Use Trees for Structure & Color

Learn ways to make the most of trees in your garden design.
Textured Trunks of Trees Focus in Woodland Setting

Textured Trunks of Trees Focus in Woodland Setting

This woodland garden features trees with textured trunks and underplanted with a variety of woodland shade plants, such as ferns and hostas, and colorful iris and spring bulbs, that frame the way to an ornamental pond.

©2011, Dorling Kindersley Limited

2011, Dorling Kindersley Limited

This woodland garden features trees with textured trunks and underplanted with a variety of woodland shade plants, such as ferns and hostas, and colorful iris and spring bulbs, that frame the way to an ornamental pond.

As a kid, trees simply were something fun to climb. But these days, trees have the potential to offer color and texture to your garden space throughout the year. As well as lending height and beauty, they cast cooling shade, absorb greenhouse gases, and provide homes and food for wildlife. Here's how to make them work in your planting design.

Creating a Woodland Setting 

You can create a woodland effect with just a few well-chosen specimen trees in a small garden or with a more varied selection on a larger lot. Look for varieties with unusual stems for a striking effect even after the leaves have fallen in the winter.

The dappled shade cast by your chosen trees will offer sufficient light for a collection of shade-loving plants. When choosing underplanting for your plan, look for a selection of plants that will provide year-round interest. 

Adding Height and Privacy 

Any tree will add height to a garden, but to give a more contoured effect, underplant it with shade-tolerant shrubs. Trees’ imposing stature can be deployed to great effect in a city garden overlooked by many windows. Use species with airy canopies to shield a seating area; plant them close to the space that needs extra privacy, rather than on the boundary where taller trees will be needed to mask upstairs windows.
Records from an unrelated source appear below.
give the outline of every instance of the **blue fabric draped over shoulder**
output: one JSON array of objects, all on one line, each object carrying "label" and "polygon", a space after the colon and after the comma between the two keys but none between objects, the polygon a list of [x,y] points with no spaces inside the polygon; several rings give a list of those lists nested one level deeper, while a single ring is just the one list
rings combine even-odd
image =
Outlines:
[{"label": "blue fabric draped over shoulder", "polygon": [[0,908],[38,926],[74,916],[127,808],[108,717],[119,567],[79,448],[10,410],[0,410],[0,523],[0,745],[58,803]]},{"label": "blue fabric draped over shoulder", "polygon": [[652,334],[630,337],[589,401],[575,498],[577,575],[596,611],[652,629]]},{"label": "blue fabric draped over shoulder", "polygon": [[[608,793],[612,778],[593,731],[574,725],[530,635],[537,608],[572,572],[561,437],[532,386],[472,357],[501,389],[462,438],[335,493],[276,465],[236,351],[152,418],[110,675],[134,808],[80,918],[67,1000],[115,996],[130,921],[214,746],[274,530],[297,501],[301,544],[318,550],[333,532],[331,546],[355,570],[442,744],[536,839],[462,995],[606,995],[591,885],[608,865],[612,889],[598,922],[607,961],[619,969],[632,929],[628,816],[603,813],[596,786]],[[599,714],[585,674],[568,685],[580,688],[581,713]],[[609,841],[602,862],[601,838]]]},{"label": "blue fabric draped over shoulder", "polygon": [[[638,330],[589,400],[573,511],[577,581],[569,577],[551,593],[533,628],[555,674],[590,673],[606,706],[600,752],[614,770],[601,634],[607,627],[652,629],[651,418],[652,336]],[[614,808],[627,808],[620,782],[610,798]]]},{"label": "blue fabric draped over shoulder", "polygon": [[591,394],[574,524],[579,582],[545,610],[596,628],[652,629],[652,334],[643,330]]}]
Alternatively, plant a wall of pleached trees, which form a line of clear, stiltlike stems topped by a screen of leafy branches just above head height.

Using Trees as Focal Points

When selecting a tree for a focal point, opt for a year-round star performer.

Choose a cherry or crabapple that will be covered with delicate blossoms in the spring, provide a leafy canopy in the summer, and put on a finale of blazing colors and shining fruits in the fall.

Alternatively, in a modern or formal garden, you could opt for a shapely evergreen or a smart topiary specimen. Site your tree in the center of a lawn, at the end of a pathway, or in a border to punctuate a corner or curve in the design, and use small trees in pots to make an impact on a patio or in a courtyard garden. 

Framing Features

A long, tree-lined lane makes an impressive entrance, and a similar effect is possible in a small garden with fewer trees and a little pruning and training. Plant six to ten trees on either side of a pathway, and train their stems on frames to form arches of foliage. Use the same technique with a pair of matching trees to create a decorative arbor over a seat.

Providing Color and Texture

Before buying trees for color effects, look for those that offer more than one decorative feature. Spring blooms have instant appeal but last just a few weeks, while the deep red bark of a Prunus serrula or stunning white birch trunks provide color all year. If flowers are your  passion, include a few different species, such as a cherry and the early summer blooms of Cornus kousa, to extend the display.

Plenty of good tree choices are available for fall color, prolonging the season of interest into early winter when the fallen leaves carpet the ground. Textures also add an extra dimension to planting designs; consider the pleated foliage of hornbeams or the spiky needles of pines and other conifers.